On November 4 this year, Chamber President Julie Coyle began recruiting companies to join the Scrips program. People buy certificates from the chamber for $1.85. The local company pays the rest and agrees to accept the script as payment. Coyle will sell the manuscript from her office at the Hawarden Public Library for $10 checks drawn on the Chamber’s account at River’s Edge Bank. This year, she sold $25,000 of Christmas scrip in three days.
Coyle still does much of what Zylstra recommended in 1932. She works with businesses every year to ensure the program remains relevant.
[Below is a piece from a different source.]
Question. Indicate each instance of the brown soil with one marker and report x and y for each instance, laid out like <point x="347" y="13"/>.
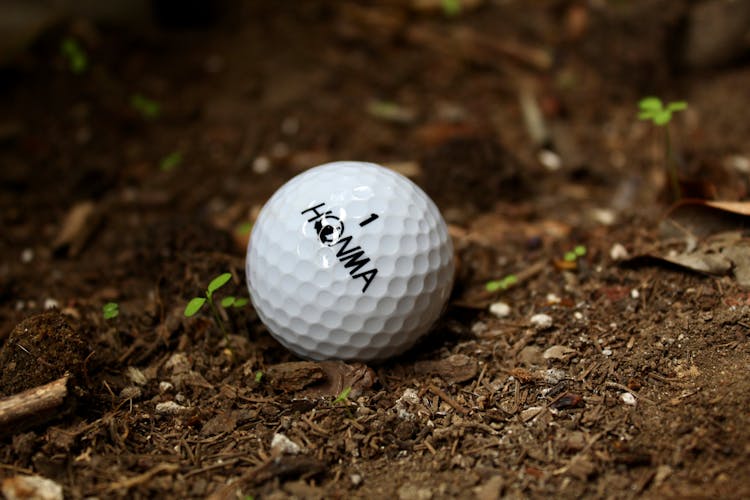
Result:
<point x="484" y="406"/>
She must deposit cash at River’s Edge on the day she starts selling, because the goods sold in the morning are consumed by the afternoon. She tracks redemptions in her chamber of commerce account at the bank, so she knows what’s still left. Hawarden Christmas Scrips are more than just pieces of paper. This is a financial product that has been incorporated into local customs for almost a century. It works just like all successful money. Through habitual and reliable management, it gives you a familiar feeling of security until you become dependent on your money without thinking.